Gebote für eine neue Zeit

Jede Gesellschaft braucht Gesetze. Denn eine Gesellschaft ohne Gesetze endet in Chaos und Unordnung.

Einerseits bestätigte Bahá'u'lláh die ewigen Gesetze, die schon alle früheren Religionen priesen und die sich nie verändern werden: Man darf nicht töten, man darf nicht lügen, man soll gerecht und freundlich sein...

Andererseits legte Bahá'u'lláh Gesetze fest, die für diese Zeit notwendig sind und dem Aufbau einer neuen Weltordnung dienen. Solche Gesetze sind an die Bedürfnisse und Nöte der Menschen dieser Zeit angepasst.

Das Fasten: Jedes Jahr im März sollten gesunde Bahá'í 19 Tage fasten.
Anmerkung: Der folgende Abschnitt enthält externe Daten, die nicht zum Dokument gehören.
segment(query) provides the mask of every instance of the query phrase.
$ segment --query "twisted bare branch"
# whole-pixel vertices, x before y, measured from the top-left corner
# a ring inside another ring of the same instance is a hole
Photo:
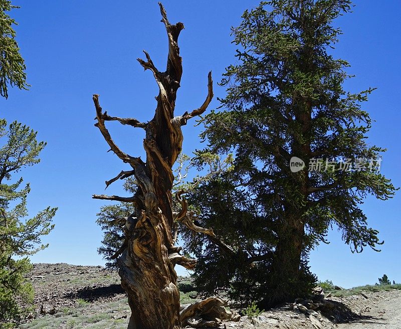
[[[93,99],[93,103],[95,104],[95,107],[96,109],[96,120],[97,120],[97,122],[95,124],[95,126],[99,128],[105,140],[107,142],[107,144],[109,144],[111,150],[124,162],[129,163],[133,168],[135,168],[135,166],[139,164],[144,164],[140,157],[134,158],[124,153],[114,143],[108,130],[107,130],[106,126],[104,125],[104,120],[102,118],[102,108],[99,104],[99,95],[96,94],[94,94]]]
[[[118,180],[118,179],[124,179],[125,178],[127,178],[129,177],[132,176],[134,174],[135,170],[129,170],[128,171],[124,171],[123,170],[121,170],[121,172],[118,174],[118,175],[117,175],[114,178],[112,178],[110,180],[106,181],[106,188],[107,188],[110,184],[111,184],[112,183],[114,183],[116,180]],[[104,189],[105,190],[106,188]]]
[[[105,121],[118,121],[122,125],[128,125],[136,128],[146,128],[148,123],[140,122],[139,120],[133,118],[119,118],[118,117],[110,117],[105,111],[102,115],[102,119]]]
[[[93,194],[92,199],[99,200],[109,200],[110,201],[118,201],[122,202],[135,202],[135,198],[131,197],[118,196],[118,195],[105,195],[105,194]]]
[[[181,118],[181,125],[184,126],[186,124],[186,121],[198,115],[200,115],[208,108],[210,102],[213,98],[213,80],[212,80],[212,71],[209,72],[208,75],[208,96],[206,97],[206,99],[204,102],[204,104],[200,107],[194,110],[190,113],[186,112],[182,115]]]

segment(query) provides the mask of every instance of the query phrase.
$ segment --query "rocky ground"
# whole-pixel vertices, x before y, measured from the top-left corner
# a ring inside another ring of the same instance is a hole
[[[65,263],[36,264],[29,278],[36,292],[35,309],[21,329],[125,329],[130,310],[115,271],[101,266]],[[180,277],[181,304],[198,300],[188,278]],[[362,294],[331,297],[318,289],[313,300],[262,312],[220,328],[249,329],[376,329],[401,327],[401,291],[361,291]],[[243,314],[243,310],[232,309]]]

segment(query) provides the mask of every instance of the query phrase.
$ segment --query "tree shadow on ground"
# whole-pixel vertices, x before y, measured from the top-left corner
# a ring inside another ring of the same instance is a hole
[[[92,302],[99,299],[112,299],[119,295],[121,297],[126,295],[125,290],[120,284],[110,284],[105,286],[88,286],[79,288],[76,291],[69,292],[64,297],[72,299],[81,299]]]

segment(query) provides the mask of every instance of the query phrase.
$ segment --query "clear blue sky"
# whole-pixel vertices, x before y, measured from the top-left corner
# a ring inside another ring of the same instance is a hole
[[[59,207],[56,228],[45,239],[46,250],[32,257],[35,262],[103,264],[96,252],[101,239],[95,223],[104,202],[91,198],[102,194],[104,181],[126,168],[108,148],[93,126],[95,111],[92,95],[111,115],[150,120],[157,89],[149,72],[144,72],[135,59],[147,50],[160,70],[164,70],[167,42],[156,1],[104,0],[54,1],[15,0],[21,6],[12,16],[19,23],[17,40],[27,66],[29,91],[10,91],[8,100],[0,99],[1,116],[18,120],[39,131],[48,145],[40,164],[21,172],[30,182],[28,199],[33,215],[47,205]],[[179,46],[183,75],[176,111],[181,114],[197,107],[206,93],[207,74],[215,82],[224,68],[234,61],[230,28],[240,22],[247,8],[256,1],[164,2],[171,22],[182,22]],[[399,31],[401,2],[398,0],[358,0],[353,13],[335,24],[344,35],[335,51],[337,57],[349,61],[349,72],[356,75],[346,84],[351,91],[378,88],[365,105],[376,122],[369,141],[387,148],[381,170],[401,186],[399,165],[401,122],[399,107]],[[215,95],[225,90],[215,84]],[[210,109],[219,104],[216,99]],[[133,156],[143,155],[142,130],[109,125],[117,143]],[[199,127],[183,129],[184,151],[200,147]],[[114,185],[114,186],[113,186]],[[121,194],[114,183],[109,194]],[[370,224],[385,240],[382,251],[368,248],[351,254],[336,231],[328,245],[311,255],[312,270],[319,278],[330,279],[348,287],[374,283],[386,273],[401,282],[400,193],[383,202],[369,199],[363,205]],[[179,271],[182,272],[182,271]]]

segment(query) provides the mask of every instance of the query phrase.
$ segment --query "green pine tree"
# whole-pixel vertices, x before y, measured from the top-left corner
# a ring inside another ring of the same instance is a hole
[[[23,312],[18,298],[27,303],[33,299],[32,286],[26,273],[32,265],[28,256],[47,247],[41,237],[53,229],[51,223],[57,208],[47,207],[29,218],[27,198],[29,184],[15,174],[40,161],[45,146],[38,143],[37,133],[17,122],[7,129],[0,120],[0,328],[9,327]]]
[[[373,89],[344,90],[349,64],[333,55],[341,33],[333,21],[351,9],[349,0],[272,0],[233,29],[238,49],[222,82],[225,109],[206,116],[202,137],[204,153],[233,152],[235,169],[189,198],[199,224],[234,252],[183,233],[209,292],[231,285],[237,298],[263,307],[303,296],[315,281],[308,253],[332,225],[353,252],[381,244],[360,207],[368,195],[386,200],[395,190],[377,168],[385,150],[366,140],[371,120],[361,105]],[[297,172],[293,156],[306,164]]]
[[[24,59],[15,40],[13,25],[17,24],[9,15],[11,10],[19,8],[13,6],[10,0],[0,0],[0,96],[6,98],[9,85],[20,89],[30,87],[26,82]]]

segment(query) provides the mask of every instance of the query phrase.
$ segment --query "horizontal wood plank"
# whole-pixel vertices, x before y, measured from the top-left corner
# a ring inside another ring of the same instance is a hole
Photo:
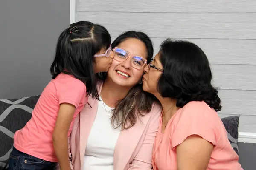
[[[77,0],[77,11],[117,12],[256,12],[254,0]]]
[[[219,114],[221,118],[232,115]],[[256,133],[255,116],[249,115],[241,115],[239,118],[238,131],[239,132]]]
[[[116,38],[113,37],[113,40]],[[157,53],[160,45],[166,39],[152,38],[154,55]],[[256,40],[187,40],[196,44],[204,51],[211,64],[256,65]]]
[[[77,12],[76,20],[102,24],[113,37],[135,30],[144,31],[152,38],[256,39],[256,13]]]
[[[211,65],[212,83],[225,89],[256,90],[256,65]],[[256,105],[256,100],[255,101]]]
[[[256,91],[221,89],[221,114],[252,115],[256,123]]]

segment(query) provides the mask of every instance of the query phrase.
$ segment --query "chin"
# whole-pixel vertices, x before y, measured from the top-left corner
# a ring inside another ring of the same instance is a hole
[[[145,83],[143,83],[142,85],[142,89],[143,91],[146,91],[147,92],[148,92],[148,88],[147,86],[145,85]]]

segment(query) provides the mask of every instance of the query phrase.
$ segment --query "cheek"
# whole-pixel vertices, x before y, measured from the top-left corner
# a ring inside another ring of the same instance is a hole
[[[157,87],[157,83],[159,75],[156,74],[148,74],[148,79],[149,80],[149,84],[150,88],[154,90],[156,90]]]
[[[141,79],[143,74],[144,73],[143,70],[141,69],[140,70],[137,70],[134,68],[132,68],[133,70],[133,77],[136,81],[139,81]]]

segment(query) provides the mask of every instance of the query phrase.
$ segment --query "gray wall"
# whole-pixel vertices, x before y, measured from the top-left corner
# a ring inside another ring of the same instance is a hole
[[[145,31],[155,54],[168,37],[198,45],[221,89],[220,116],[241,115],[239,132],[256,133],[256,1],[77,0],[76,12],[77,21],[102,24],[113,39],[125,31]],[[256,144],[239,146],[243,167],[255,170]]]
[[[41,94],[69,23],[69,0],[0,1],[0,98]]]

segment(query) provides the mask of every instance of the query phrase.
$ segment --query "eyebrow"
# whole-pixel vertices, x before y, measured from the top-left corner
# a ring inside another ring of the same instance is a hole
[[[157,60],[155,60],[155,59],[154,59],[154,59],[153,60],[153,61],[152,61],[152,62],[153,62],[153,61],[154,62],[154,65],[157,65],[157,66],[158,65],[158,62],[157,62]]]

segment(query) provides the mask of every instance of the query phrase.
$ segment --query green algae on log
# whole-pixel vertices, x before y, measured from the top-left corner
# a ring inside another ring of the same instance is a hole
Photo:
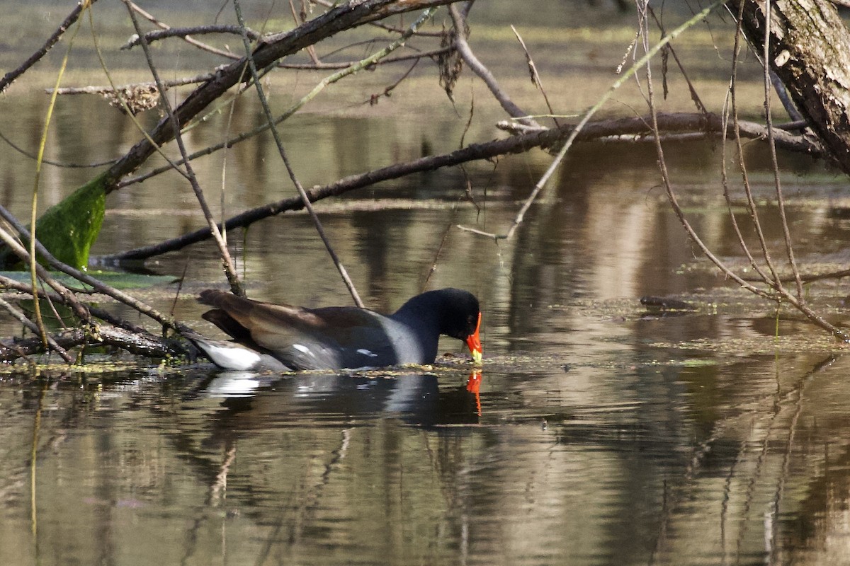
[[[103,224],[106,179],[105,173],[97,176],[36,221],[36,238],[62,263],[82,271],[88,266],[88,252]],[[2,257],[7,266],[20,265],[8,249]]]

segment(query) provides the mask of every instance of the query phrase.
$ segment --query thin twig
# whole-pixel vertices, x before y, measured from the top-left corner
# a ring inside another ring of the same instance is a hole
[[[88,4],[85,4],[83,8],[88,6]],[[56,88],[59,88],[59,86],[62,84],[62,76],[65,75],[65,70],[68,66],[68,59],[71,56],[71,46],[74,45],[74,38],[76,37],[76,34],[80,31],[80,24],[81,22],[77,20],[76,26],[74,28],[74,32],[71,34],[71,41],[68,42],[68,48],[65,49],[65,56],[62,58],[62,63],[60,65],[59,73],[56,75]],[[50,120],[53,117],[53,111],[55,107],[56,94],[54,93],[50,96],[50,102],[48,104],[47,115],[44,117],[44,126],[42,128],[42,136],[38,142],[38,154],[36,156],[36,174],[32,188],[32,201],[30,208],[30,226],[32,227],[32,238],[30,239],[30,281],[33,289],[37,287],[38,281],[38,277],[36,274],[36,266],[38,263],[38,261],[36,259],[36,220],[38,216],[38,187],[42,178],[42,160],[44,159],[44,148],[47,145],[48,132],[50,130]],[[42,343],[44,345],[44,347],[47,348],[49,345],[48,342],[47,328],[44,327],[44,321],[42,319],[41,305],[39,301],[36,300],[33,301],[32,305],[36,324],[38,328],[38,335],[41,336]],[[67,356],[67,354],[65,354],[65,356]]]
[[[525,46],[525,42],[523,41],[522,36],[517,31],[517,28],[511,25],[511,31],[513,31],[513,35],[516,36],[517,41],[519,42],[519,45],[522,46],[523,51],[525,52],[525,62],[529,67],[529,74],[531,76],[531,82],[535,87],[540,89],[541,93],[543,95],[543,100],[546,101],[546,107],[549,109],[549,114],[552,115],[552,120],[555,122],[555,126],[559,126],[558,123],[558,118],[555,118],[555,110],[552,108],[552,104],[549,102],[549,97],[546,93],[546,89],[543,88],[543,82],[540,79],[540,73],[537,72],[537,65],[534,64],[534,59],[531,59],[531,53],[529,53],[529,48]]]
[[[773,83],[770,79],[770,20],[773,3],[771,0],[765,2],[765,31],[764,31],[764,120],[768,126],[768,148],[770,150],[770,163],[774,169],[774,184],[776,188],[776,202],[779,205],[779,219],[782,221],[782,233],[785,240],[785,253],[788,255],[788,264],[791,267],[796,280],[797,300],[802,302],[802,282],[800,280],[800,272],[794,260],[794,246],[791,244],[791,233],[788,227],[788,216],[785,215],[785,199],[782,194],[782,186],[779,182],[779,163],[776,157],[776,146],[774,144],[774,119],[770,112],[770,98]]]
[[[138,6],[135,3],[130,2],[129,3],[129,7],[132,8],[132,10],[134,13],[139,14],[140,16],[142,16],[143,18],[144,18],[145,20],[147,20],[148,21],[150,21],[150,23],[152,23],[154,25],[156,25],[156,26],[157,26],[157,27],[159,27],[159,28],[161,28],[162,30],[165,30],[165,31],[168,31],[168,30],[172,29],[172,27],[170,25],[168,25],[167,24],[163,24],[159,20],[157,20],[156,17],[154,17],[153,15],[151,15],[149,12],[146,12],[144,9],[142,9],[142,8],[139,7],[139,6]],[[137,34],[139,35],[139,36],[142,36],[142,35],[143,35],[142,32],[141,32],[141,31],[138,31]],[[216,55],[221,55],[222,57],[225,57],[225,58],[230,59],[239,59],[238,55],[235,55],[235,54],[234,54],[232,53],[224,51],[223,49],[218,49],[216,48],[213,48],[212,45],[209,45],[208,43],[204,43],[203,42],[199,42],[198,40],[195,39],[191,36],[183,36],[182,37],[183,37],[183,40],[184,42],[186,42],[187,43],[189,43],[190,45],[194,45],[195,47],[199,48],[201,48],[201,49],[202,49],[204,51],[207,51],[207,52],[209,52],[211,53],[214,53]]]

Das bedeutet, vom Sonnenaufgang bis Sonnenuntergang nichts zu essen und zu trinken.

Zu diesen Geboten Bahá'u'lláhs gehören zum Beispiel das tägliche Gebet, das jährliche Fasten und das Verbot von Drogen und Glücksspielen. Dagegen werden göttliche Tugenden wie Gastfreundschaft, Sauberkeit, Großzügigkeit, Barmherzigkeit, Freundlichkeit, Gerechtigkeit, Geduld und Mäßigung hervorgehoben.

Bahá'u'lláhs Gesetze geben wahre geistige Freiheit. Sie dienen dem Wohl der Menschheit. Millionen von Bahá'í auf der ganzen Welt leben nach diesen Richtlinien und führen ein erfülltes und glückliches Leben.